LINQ is one of the significant improvements of .Net and from the time it has been added till today I am always using it in all my projects (I forgot how I was using DB before!). But recently I have faced a weird issue. This is not a LINQ issue, but you need to keep it into consideration. Let’s say we have a table with below structure and data inside:
CREATE TABLE [dbo].[Test]( [Id] [INT] IDENTITY(1,1) NOT NULL, [NDate] [datetime] NOT NULL, CONSTRAINT [PK_Test] PRIMARY KEY CLUSTERED ( [Id] ASC )WITH (PAD_INDEX = OFF, STATISTICS_NORECOMPUTE = OFF, IGNORE_DUP_KEY = OFF, ALLOW_ROW_LOCKS = ON, ALLOW_PAGE_LOCKS = ON) ON [PRIMARY] ) ON [PRIMARY] SET IDENTITY_INSERT [dbo].[Test] ON INSERT [dbo].[Test] ([Id], [NDate]) VALUES (1, '2011-08-24 00:00:00.000') INSERT [dbo].[Test] ([Id], [NDate]) VALUES (2, '2011-08-24 00:00:00.000') INSERT [dbo].[Test] ([Id], [NDate]) VALUES (3, '2011-08-24 00:00:00.000') INSERT [dbo].[Test] ([Id], [NDate]) VALUES (4, '2011-08-24 00:00:00.000') INSERT [dbo].[Test] ([Id], [NDate]) VALUES (5, '2011-08-21 00:00:00.000') INSERT [dbo].[Test] ([Id], [NDate]) VALUES (6, '2011-08-21 00:00:00.000') INSERT [dbo].[Test] ([Id], [NDate]) VALUES (7, '2011-08-21 00:00:00.000') INSERT [dbo].[Test] ([Id], [NDate]) VALUES (8, '2011-08-21 00:00:00.000') INSERT [dbo].[Test] ([Id], [NDate]) VALUES (9, '2011-08-21 00:00:00.000') INSERT [dbo].[Test] ([Id], [NDate]) VALUES (10, '2011-08-21 00:00:00.000') INSERT [dbo].[Test] ([Id], [NDate]) VALUES (11, '2011-08-21 00:00:00.000') INSERT [dbo].[Test] ([Id], [NDate]) VALUES (12, '2011-08-21 00:00:00.000') INSERT [dbo].[Test] ([Id], [NDate]) VALUES (13, '2011-08-21 00:00:00.000') INSERT [dbo].[Test] ([Id], [NDate]) VALUES (14, '2011-08-21 00:00:00.000') INSERT [dbo].[Test] ([Id], [NDate]) VALUES (15, '2011-08-21 00:00:00.000') INSERT [dbo].[Test] ([Id], [NDate]) VALUES (16, '2011-08-21 00:00:00.000') SET IDENTITY_INSERT [dbo].[Test] OFF
Now if you want to run below LINQ operation for pagination, you will be surprised:
using(var db = new TestDataContext()) { var page_1_items = db.Test.OrderByDescending(i=> i.NDate).Take(10).ToList(); var page_2_items = db.Test.OrderByDescending(i=> i.NDate).Skip(10).Take(10).ToList(); }
The page_1_items will be as following:
Id NDate 4 2011-08-24 00:00:00.000 3 2011-08-24 00:00:00.000 2 2011-08-24 00:00:00.000 1 2011-08-24 00:00:00.000 11 2011-08-21 00:00:00.000 10 2011-08-21 00:00:00.000 9 2011-08-21 00:00:00.000 8 2011-08-21 00:00:00.000 7 2011-08-21 00:00:00.000 6 2011-08-21 00:00:00.000
And page_2_items will be:
Id NDate 11 2011-08-21 00:00:00.000 12 2011-08-21 00:00:00.000 13 2011-08-21 00:00:00.000 14 2011-08-21 00:00:00.000 15 2011-08-21 00:00:00.000 16 2011-08-21 00:00:00.000
Did you noticed that some items are missing (item with ID 5)? and also item with ID equals to 11 will be repeated two times!

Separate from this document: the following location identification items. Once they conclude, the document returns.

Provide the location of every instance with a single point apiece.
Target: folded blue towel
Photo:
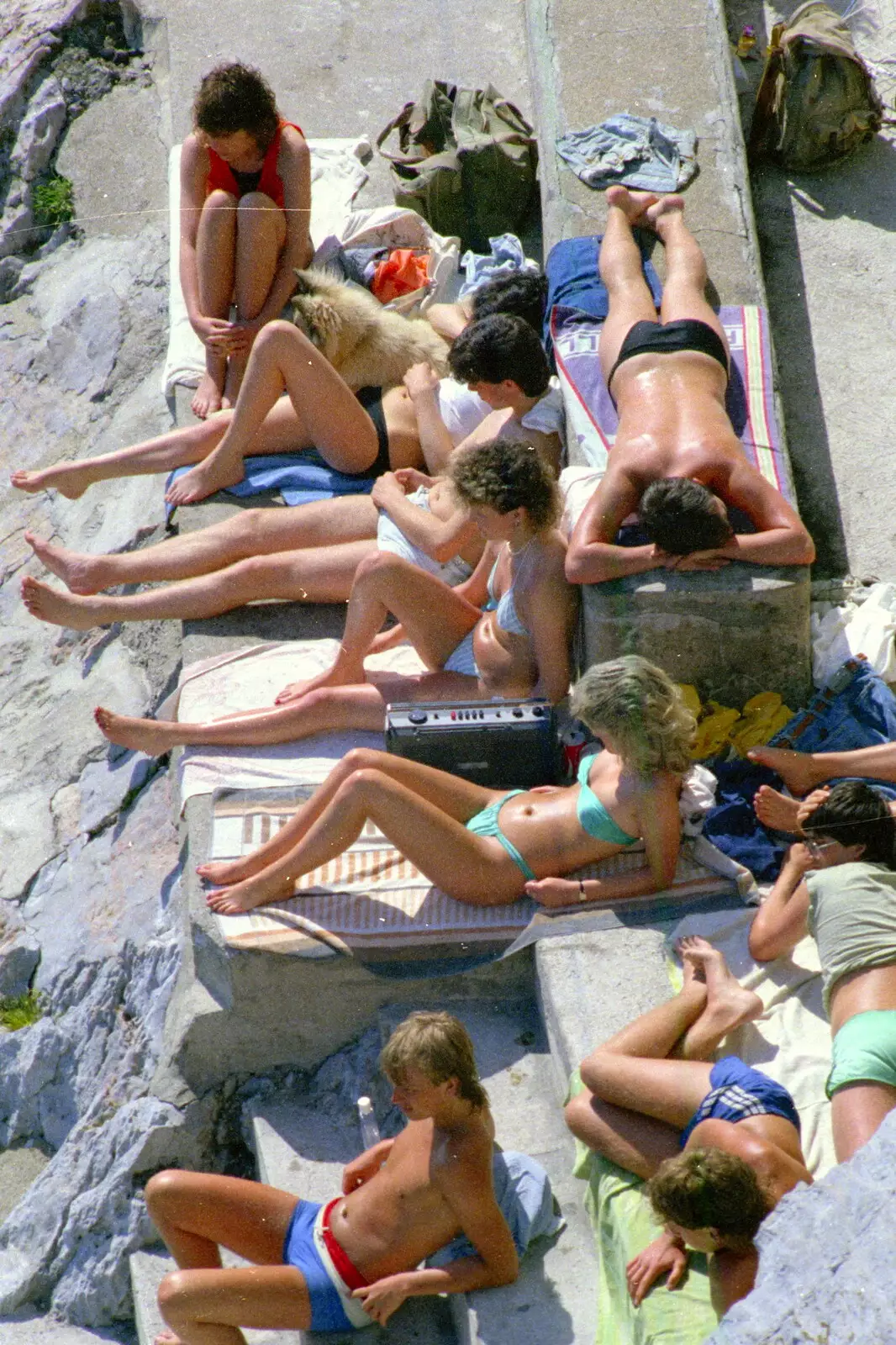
(300, 477)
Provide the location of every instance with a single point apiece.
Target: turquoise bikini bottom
(486, 825)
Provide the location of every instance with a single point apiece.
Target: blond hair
(439, 1046)
(709, 1188)
(642, 709)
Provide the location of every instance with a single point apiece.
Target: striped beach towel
(374, 903)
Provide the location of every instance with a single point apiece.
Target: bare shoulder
(465, 1157)
(293, 147)
(732, 1277)
(194, 156)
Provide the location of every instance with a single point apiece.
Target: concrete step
(553, 1300)
(147, 1271)
(302, 1152)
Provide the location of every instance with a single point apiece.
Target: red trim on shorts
(350, 1274)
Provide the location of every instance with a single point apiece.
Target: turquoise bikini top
(591, 813)
(505, 609)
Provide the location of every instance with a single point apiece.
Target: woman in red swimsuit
(245, 208)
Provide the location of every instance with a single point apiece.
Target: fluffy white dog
(370, 346)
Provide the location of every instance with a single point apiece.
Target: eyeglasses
(817, 847)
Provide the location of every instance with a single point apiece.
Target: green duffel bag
(466, 161)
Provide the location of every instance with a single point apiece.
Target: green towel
(623, 1226)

Well, this was surprising me as well. The reason behind this is, generated query to load first page uses TOP X, but for other pages uses ROW_NUMBER(). This is for improving the performance, but this can make trouble for you as well. Below you can find generated queries:
/* For first page */ SELECT TOP 10 [Id],[NDate] FROM [Test] ORDER BY NDate DESC /* For second page */ SELECT [Id[,[NDate] FROM ( SELECT ROW_NUMBER() OVER (ORDER BY NDate DESC) AS RNumber, Id,NDate FROM [Test]) AS t WHERE RNumber BETWEEN 11 AND 20 /* Supposed to return same result as TOP 10, but it is different!! */ SELECT [Id[,[NDate] FROM ( SELECT ROW_NUMBER() OVER (ORDER BY NDate DESC) AS RNumber, Id,NDate FROM [Test]) AS t WHERE RNumber BETWEEN 1 AND 10
To solve the issue, you need to add secondary ordering statement to ORDER BY statement (in this case we need to add Id as well). So whenever you are sorting your items and performing pagination, consider secondary ordering as well. This is not a perfect solution, because there are lots of cases where you want to allow user to choose ordering column (like when listing items in grid view, etc.). If you are wondering why LINQ is behaving like this, there might be some performance considerations in doing like this, since using TOP X does not require any other operation and it is more likely to be used (usually you want to show most viewed or commented or recent items, which can be addressed by TOP X easily).